1. The first edition was printed by Olympia Press in Paris, in 1961, as number 88 in the Traveller Companion Series. It featured 182 pages arranged in 50 chapters of about 8 pages each. This edition was colour-coded into four different Units, and it was heavily fragmented. This edition is rare and the text is not widely available.
2. The second edition was printed by Grove Press in the United States, in 1966. In this edition, Burroughs removed 82 pages and inserted 82 new pages, and the remaining 100 pages were rearranged and restructured using further cut-ups. Much of the added material was linear, narrative prose, which is arguably easier to read than the disorganized first edition.
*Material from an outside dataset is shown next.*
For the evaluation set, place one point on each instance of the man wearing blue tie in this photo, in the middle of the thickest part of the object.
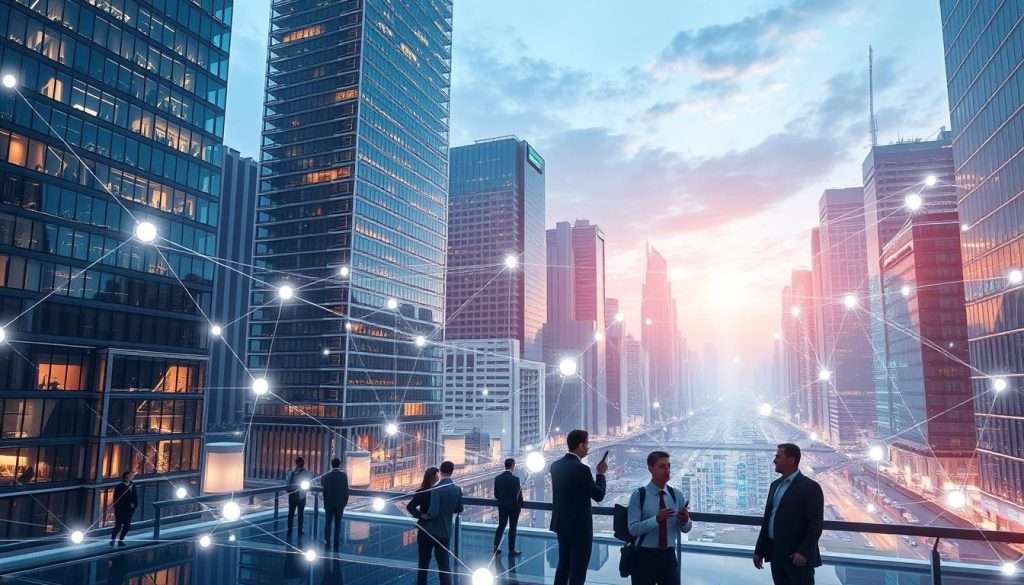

Many chapters were renamed and rearranged in this edition, and the colour code from the first edition was removed.
3. The third edition was printed by John Calder in Great Britain, 1968. This time most chapter titles were intact from the second edition, but they began at more natural places in the text, whereas the second edition could place them in the middle of a sentence. The chapter 1920s War Movies was renamed The Streets of Chance. Twenty pages of new material had been added, plus about eight pages from the first edition which had been removed in the second edition. About five pages of material which was present in both the first and second edition was removed. This edition also included an "Appendix" and "Afterword".
4. The fourth 'Restored' edition was printed by Grove Press in the United States in 2014. Drawing on the discovery of a manuscript of The Soft Machine that was to have been published by Olympia Press in 1963, this edition restores a short cancelled chapter ('Male Image Back In'), restores the 1961 edition's heavy use of capital letters, and has some different chapter breaks. The edition also includes an introduction, extensive notes and appendices.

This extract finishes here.